Varying quality notwithstanding, the likes of “Get the Gringo,” “Blood Father,” “Dragged Across Concrete” or “Last Looks” are not exactly on par with headlining big-budget A-level Hollywood blockbusters, even if many of them were inward-facing meta-critical character studies rooted in Gibson’s offscreen persona. Nor is being cast as a villain mostly for a punchline in the likes of “Daddy’s Home 2” (which did use the actor’s reputation to build a kind of Chabrol-worthy slow-build menace) “Expendables 3,” “Machete Kills” or “Boss Level.”

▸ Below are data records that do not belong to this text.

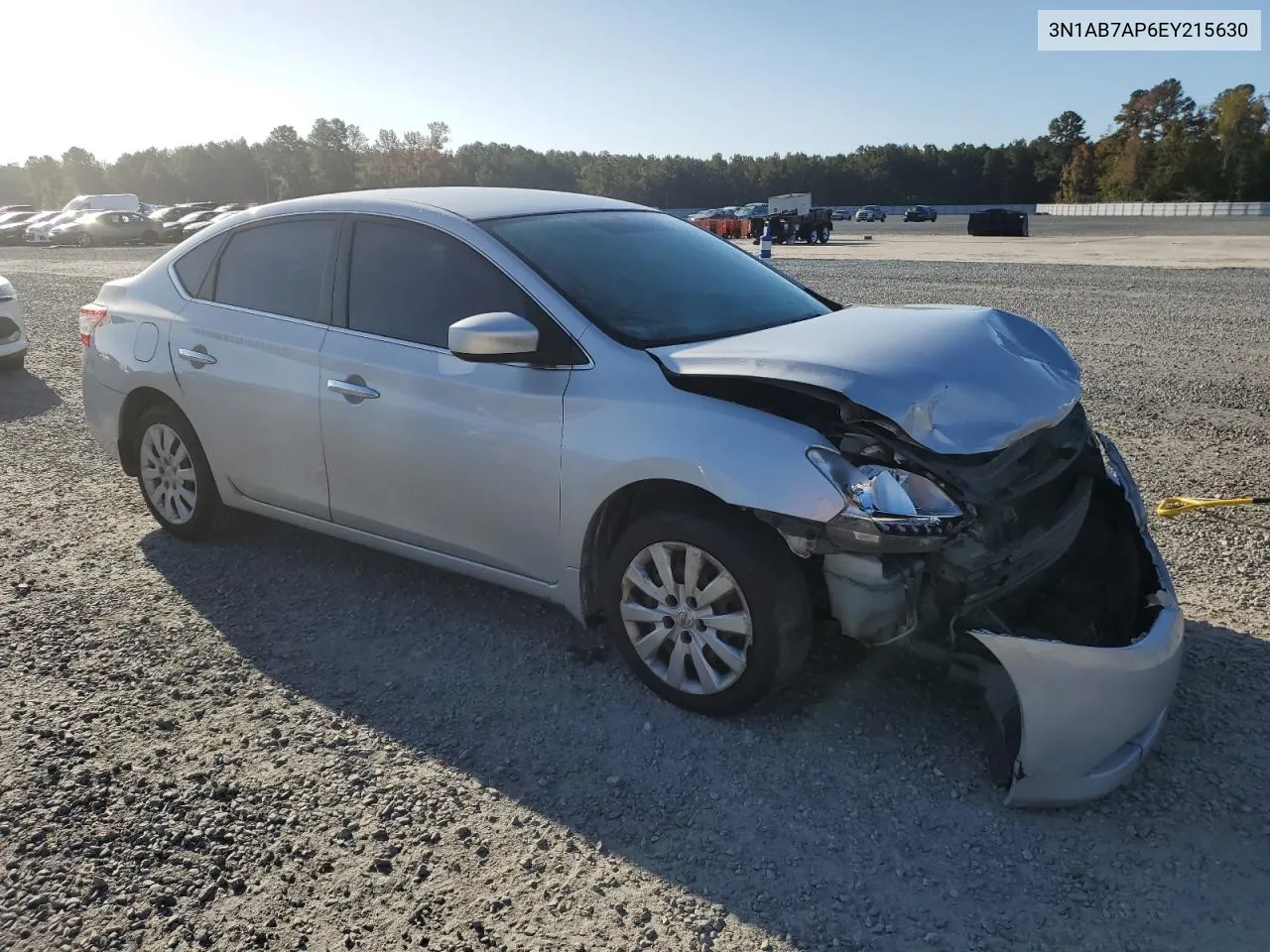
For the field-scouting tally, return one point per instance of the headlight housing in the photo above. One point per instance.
(887, 509)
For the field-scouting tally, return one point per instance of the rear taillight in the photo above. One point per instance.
(90, 318)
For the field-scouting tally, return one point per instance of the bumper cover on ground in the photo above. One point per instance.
(1088, 715)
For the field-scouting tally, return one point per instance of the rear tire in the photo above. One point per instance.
(749, 587)
(173, 474)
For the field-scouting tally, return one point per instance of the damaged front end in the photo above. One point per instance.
(1044, 592)
(1026, 572)
(985, 526)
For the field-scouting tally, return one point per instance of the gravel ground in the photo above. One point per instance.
(276, 740)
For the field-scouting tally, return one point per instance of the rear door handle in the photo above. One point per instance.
(352, 390)
(195, 357)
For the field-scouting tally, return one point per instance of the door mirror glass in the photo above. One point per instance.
(492, 338)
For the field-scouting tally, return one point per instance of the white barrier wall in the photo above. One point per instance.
(1165, 209)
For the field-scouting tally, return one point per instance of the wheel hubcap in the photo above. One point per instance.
(686, 617)
(168, 474)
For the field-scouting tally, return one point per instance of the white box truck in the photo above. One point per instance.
(103, 203)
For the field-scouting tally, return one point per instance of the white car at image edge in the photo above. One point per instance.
(13, 331)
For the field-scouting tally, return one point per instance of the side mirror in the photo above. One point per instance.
(493, 338)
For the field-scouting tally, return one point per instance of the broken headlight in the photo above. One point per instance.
(887, 509)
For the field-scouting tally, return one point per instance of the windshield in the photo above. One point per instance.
(648, 280)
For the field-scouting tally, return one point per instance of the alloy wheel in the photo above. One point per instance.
(168, 474)
(686, 617)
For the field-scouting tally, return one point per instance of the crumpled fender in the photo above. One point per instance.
(1088, 715)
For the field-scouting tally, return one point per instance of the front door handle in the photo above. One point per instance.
(195, 357)
(352, 389)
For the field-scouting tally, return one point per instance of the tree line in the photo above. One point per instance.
(1162, 148)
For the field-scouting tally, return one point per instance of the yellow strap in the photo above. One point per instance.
(1183, 504)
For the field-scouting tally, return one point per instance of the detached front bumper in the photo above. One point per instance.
(1089, 715)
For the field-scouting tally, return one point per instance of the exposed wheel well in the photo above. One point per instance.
(630, 503)
(134, 405)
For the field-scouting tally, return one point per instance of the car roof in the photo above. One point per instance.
(468, 202)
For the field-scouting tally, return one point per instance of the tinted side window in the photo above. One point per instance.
(191, 267)
(277, 268)
(412, 282)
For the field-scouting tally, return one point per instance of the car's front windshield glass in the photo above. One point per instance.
(647, 278)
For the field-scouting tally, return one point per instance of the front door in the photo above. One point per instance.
(245, 353)
(422, 447)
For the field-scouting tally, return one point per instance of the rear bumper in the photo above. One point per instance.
(13, 333)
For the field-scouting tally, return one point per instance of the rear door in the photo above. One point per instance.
(457, 457)
(245, 352)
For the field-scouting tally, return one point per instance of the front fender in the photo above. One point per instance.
(622, 428)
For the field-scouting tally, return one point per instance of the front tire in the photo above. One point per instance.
(173, 474)
(707, 611)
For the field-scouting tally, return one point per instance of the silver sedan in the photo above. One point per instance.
(597, 404)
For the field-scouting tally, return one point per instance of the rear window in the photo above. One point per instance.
(648, 280)
(277, 268)
(193, 266)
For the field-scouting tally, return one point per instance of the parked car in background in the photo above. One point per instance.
(181, 211)
(14, 217)
(13, 331)
(103, 203)
(37, 231)
(105, 229)
(922, 477)
(13, 232)
(176, 230)
(194, 227)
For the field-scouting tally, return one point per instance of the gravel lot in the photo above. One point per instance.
(281, 742)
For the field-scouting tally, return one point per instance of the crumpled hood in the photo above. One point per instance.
(956, 380)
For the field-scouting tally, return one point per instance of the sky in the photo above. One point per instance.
(659, 76)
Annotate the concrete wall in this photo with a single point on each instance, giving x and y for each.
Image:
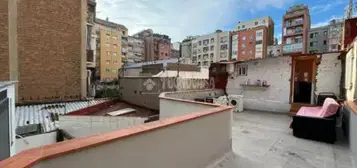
(276, 71)
(35, 141)
(133, 89)
(328, 75)
(200, 143)
(82, 126)
(191, 95)
(353, 133)
(172, 108)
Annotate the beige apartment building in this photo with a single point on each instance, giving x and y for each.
(259, 22)
(44, 50)
(110, 51)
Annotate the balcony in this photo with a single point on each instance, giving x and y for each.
(293, 24)
(293, 48)
(293, 33)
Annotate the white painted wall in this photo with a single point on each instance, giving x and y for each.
(196, 143)
(203, 74)
(82, 126)
(12, 120)
(172, 108)
(276, 71)
(329, 74)
(35, 141)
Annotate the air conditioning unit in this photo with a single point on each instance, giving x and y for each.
(222, 100)
(237, 102)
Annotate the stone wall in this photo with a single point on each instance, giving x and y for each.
(276, 71)
(49, 49)
(329, 74)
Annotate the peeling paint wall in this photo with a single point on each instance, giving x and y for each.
(276, 71)
(329, 74)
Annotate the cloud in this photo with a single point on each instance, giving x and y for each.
(181, 18)
(324, 6)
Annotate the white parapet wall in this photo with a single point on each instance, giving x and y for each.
(276, 71)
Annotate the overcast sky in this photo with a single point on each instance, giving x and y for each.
(181, 18)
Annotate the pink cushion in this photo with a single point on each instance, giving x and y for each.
(329, 107)
(309, 111)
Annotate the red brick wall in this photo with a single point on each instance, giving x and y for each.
(4, 41)
(49, 48)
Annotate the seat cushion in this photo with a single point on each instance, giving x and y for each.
(329, 108)
(309, 111)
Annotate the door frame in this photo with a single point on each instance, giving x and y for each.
(294, 59)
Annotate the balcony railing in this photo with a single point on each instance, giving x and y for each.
(292, 48)
(292, 33)
(296, 23)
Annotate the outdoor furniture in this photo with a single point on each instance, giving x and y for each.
(317, 123)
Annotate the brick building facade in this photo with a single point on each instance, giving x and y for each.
(46, 49)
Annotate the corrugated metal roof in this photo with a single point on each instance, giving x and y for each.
(41, 113)
(139, 65)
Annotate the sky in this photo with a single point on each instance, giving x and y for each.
(181, 18)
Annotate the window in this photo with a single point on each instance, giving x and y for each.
(206, 42)
(224, 47)
(314, 43)
(242, 70)
(205, 49)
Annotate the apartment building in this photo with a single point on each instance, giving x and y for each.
(162, 46)
(296, 24)
(259, 22)
(44, 49)
(136, 50)
(335, 29)
(250, 44)
(109, 54)
(157, 46)
(318, 40)
(210, 48)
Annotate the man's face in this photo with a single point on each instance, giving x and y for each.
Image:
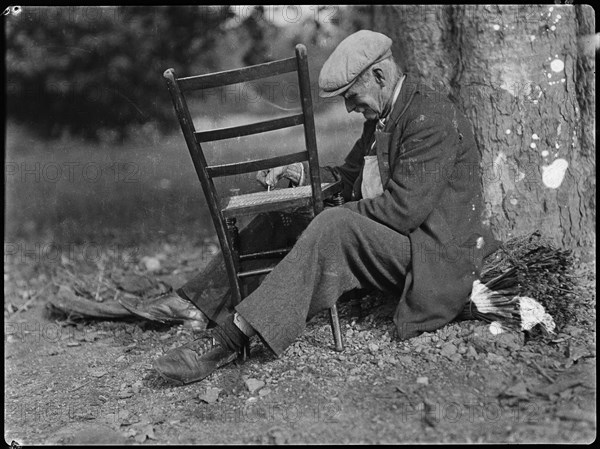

The one recent exception was Liongate’s “Hacksaw Ridge” in 2016, in which he directed Andrew Garfield, as a pacificist trying to serve in World War II as a battlefield medic, to critical acclaim, strong box office ($181 million on a $40 million budget) and several Oscar nominations. Many of the action/thriller flicks were released direct-to-consumer courtesy of Lionsgate. He has a key supporting role in Lionsgate’s three-part television movie event “The Continental,” which is a prequel to the ongoing “John Wick” series.

Gibson and Lionsgate have been in a mutually beneficial artistic relationship for a while. The big difference is that “Flight Risk” has another A-level star and may end up being a conventional global theatrical release.